Is there any clemency for capital punishment in Singapore? What is the trend as far as actual executions are concerned?

Historically, clemency has been extremely rare in Singapore. In the last 60 years since independence, only 6 or 7 cases have been granted clemency. And in the late 1990s, Singapore had one of the highest per-capita execution rates in the world. There’s been a decline since then but no moratorium. That distinguishes Singapore sharply from its neighbours.

Could you tell us more about the context of Singapore and drug-related capital punishment?

People often forget the geopolitical context of Singapore. Singapore sits at the edge of the Golden Triangle, which is a region in Southeast Asia comprising Myanmar, Thailand, and Laos and has long been a major site of opiate production. With synthetic drug production now expanding, the threat is harder, not easier, to manage.

Your recent book, Capital Drug Laws in Asia, examines law and policy developments around drug-related capital offences across multiple jurisdictions. Could you tell us more about this research?

What struck me while studying the drug laws in Asia is the sheer diversity of approaches. No two jurisdictions treat capital drug cases the same way. Some jurisdictions retain the penalty but rarely enforce it. Others experiment with moratoriums. In China, the quantity of the trafficked drug that triggers the death penalty varies by province. Malaysia recently repealed the mandatory model. But these laws have remained the strictest in Singapore.

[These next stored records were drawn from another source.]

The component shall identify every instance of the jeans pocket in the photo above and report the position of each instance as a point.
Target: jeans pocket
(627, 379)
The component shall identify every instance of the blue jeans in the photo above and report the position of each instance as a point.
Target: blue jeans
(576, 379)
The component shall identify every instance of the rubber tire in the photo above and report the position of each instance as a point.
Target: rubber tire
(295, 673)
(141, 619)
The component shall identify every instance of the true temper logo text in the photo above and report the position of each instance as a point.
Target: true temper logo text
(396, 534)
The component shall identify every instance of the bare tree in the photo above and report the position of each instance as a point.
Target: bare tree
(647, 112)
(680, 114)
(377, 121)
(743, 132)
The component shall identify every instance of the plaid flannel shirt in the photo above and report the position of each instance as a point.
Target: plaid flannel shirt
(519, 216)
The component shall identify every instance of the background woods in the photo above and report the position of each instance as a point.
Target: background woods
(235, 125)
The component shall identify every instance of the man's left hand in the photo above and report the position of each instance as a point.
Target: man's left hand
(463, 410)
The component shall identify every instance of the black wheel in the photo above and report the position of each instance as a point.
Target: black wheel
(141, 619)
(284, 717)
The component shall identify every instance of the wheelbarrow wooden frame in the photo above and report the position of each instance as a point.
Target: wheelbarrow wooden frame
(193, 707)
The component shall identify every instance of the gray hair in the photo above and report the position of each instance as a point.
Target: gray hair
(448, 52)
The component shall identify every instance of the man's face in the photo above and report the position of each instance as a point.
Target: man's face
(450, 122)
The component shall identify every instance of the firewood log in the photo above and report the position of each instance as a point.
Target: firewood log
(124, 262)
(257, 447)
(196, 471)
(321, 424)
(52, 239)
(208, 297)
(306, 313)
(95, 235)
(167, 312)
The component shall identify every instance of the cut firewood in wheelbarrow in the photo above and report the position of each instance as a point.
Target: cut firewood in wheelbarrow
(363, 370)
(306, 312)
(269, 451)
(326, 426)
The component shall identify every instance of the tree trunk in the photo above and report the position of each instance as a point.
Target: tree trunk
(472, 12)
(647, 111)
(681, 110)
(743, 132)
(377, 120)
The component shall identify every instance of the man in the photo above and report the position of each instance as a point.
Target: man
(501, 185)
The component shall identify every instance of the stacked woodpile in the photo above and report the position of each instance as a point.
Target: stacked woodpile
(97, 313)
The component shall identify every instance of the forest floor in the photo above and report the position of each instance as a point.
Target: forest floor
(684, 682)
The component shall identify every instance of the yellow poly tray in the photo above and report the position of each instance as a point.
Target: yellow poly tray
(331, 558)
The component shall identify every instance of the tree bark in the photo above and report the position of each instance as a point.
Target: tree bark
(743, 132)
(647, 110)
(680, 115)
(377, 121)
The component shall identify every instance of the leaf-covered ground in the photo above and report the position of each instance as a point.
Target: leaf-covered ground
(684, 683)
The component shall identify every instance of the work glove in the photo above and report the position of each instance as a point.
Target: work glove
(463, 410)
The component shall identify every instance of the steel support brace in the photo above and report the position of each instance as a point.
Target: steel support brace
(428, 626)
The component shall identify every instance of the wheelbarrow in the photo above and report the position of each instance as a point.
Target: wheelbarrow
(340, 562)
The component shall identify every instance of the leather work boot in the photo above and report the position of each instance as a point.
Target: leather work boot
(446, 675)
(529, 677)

Why is public opinion important in the debate around capital punishment and the law? Isn’t death penalty one of those cases where public opinion should not matter when governments decide policy around it?

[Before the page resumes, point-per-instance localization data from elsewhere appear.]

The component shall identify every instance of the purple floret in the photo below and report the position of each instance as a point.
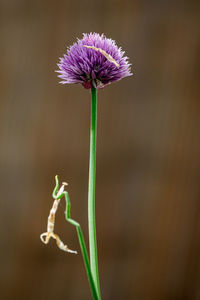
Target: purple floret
(97, 66)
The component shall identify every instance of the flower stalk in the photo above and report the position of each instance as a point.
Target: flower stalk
(91, 192)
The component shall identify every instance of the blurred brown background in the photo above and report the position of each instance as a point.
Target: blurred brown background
(148, 163)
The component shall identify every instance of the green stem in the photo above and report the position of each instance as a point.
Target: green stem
(80, 237)
(91, 192)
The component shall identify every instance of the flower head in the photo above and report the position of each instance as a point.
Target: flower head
(93, 61)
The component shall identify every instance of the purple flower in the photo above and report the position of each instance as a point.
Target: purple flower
(93, 61)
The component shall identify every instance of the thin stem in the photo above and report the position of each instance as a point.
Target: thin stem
(80, 237)
(91, 192)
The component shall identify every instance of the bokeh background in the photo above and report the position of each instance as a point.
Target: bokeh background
(148, 152)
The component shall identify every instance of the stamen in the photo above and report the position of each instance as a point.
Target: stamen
(108, 56)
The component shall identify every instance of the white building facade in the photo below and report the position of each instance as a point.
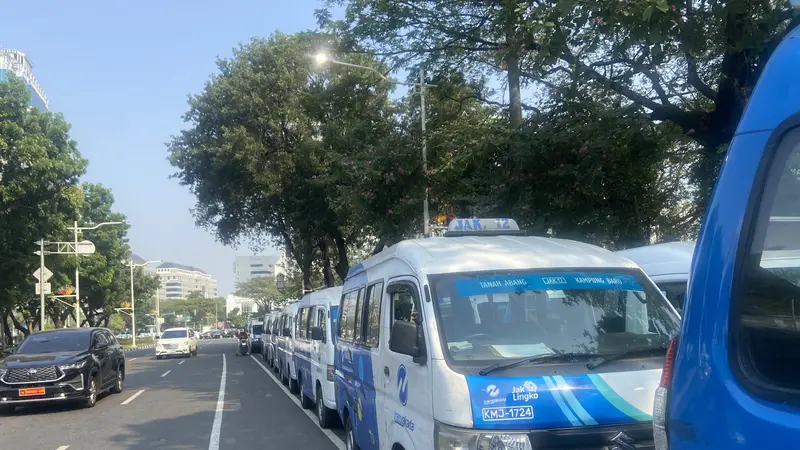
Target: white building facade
(179, 281)
(247, 267)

Politically, public support is often invoked to justify Singapore’s continued use of the death penalty. That is why our empirical study mattered. When respondents were asked without context, ‘Do you support the death penalty for murder?’, the support for it was high. But when detailed scenarios were presented, support dropped significantly.

Did support for mandatory sentencing drop even more?

Yes. And once respondents were informed of the risk of wrongful conviction, the shift in support was even greater. A majority still favoured retention of the death penalty, but the nuance matters.

Legal clinics, especially those that engage with human rights, criminal justice, and vulnerable groups, are often described as the ideal model. At NLSIU, we have embarked on an ambitious programme that involves starting several legal clinics around various themes, such as criminal justice, labour rights, and child rights. How do you see the role of students within a clinical education framework?

I’ve always believed that legal clinics offer something uniquely transformative. Students often come into law school with a certain abstract idealism and working in a legal clinic grounds them. It makes them realise that they need something more than just a desire to do good and what it feels like to work with real clients. They should experience that reaffirmation and grounding before picking up potentially bad litigation habits, which tend to get passed on informally in traditional practice. In a legal clinic housed within an academic environment, teaching becomes more intentional. Faculty can take the time to supervise students properly, which is not possible after students graduate and get into legal practice.

How is a legal clinic structured in Singapore, and can students be part of casework?

We’re still evolving, but generally, having a legal clinic is excellent for both students and the institution. In certain models, students can be part of casework. In others, the scope for student participation is limited. For example, in our own legal clinic, it is currently structured around oral advice only. Volunteer lawyers serve at the legal clinic, and students only register the applicant and take notes during the consultation with the lawyer.

This interview has been transcribed by Mudra Mehta, a second year BA LLB (Honours) student at NLSIU.

Chan Wing Cheong is Professor of Law at Yong Pung How School of Law, Singapore Management University.

Siddharth Narrain is Assistant Professor of Law, NLSIU.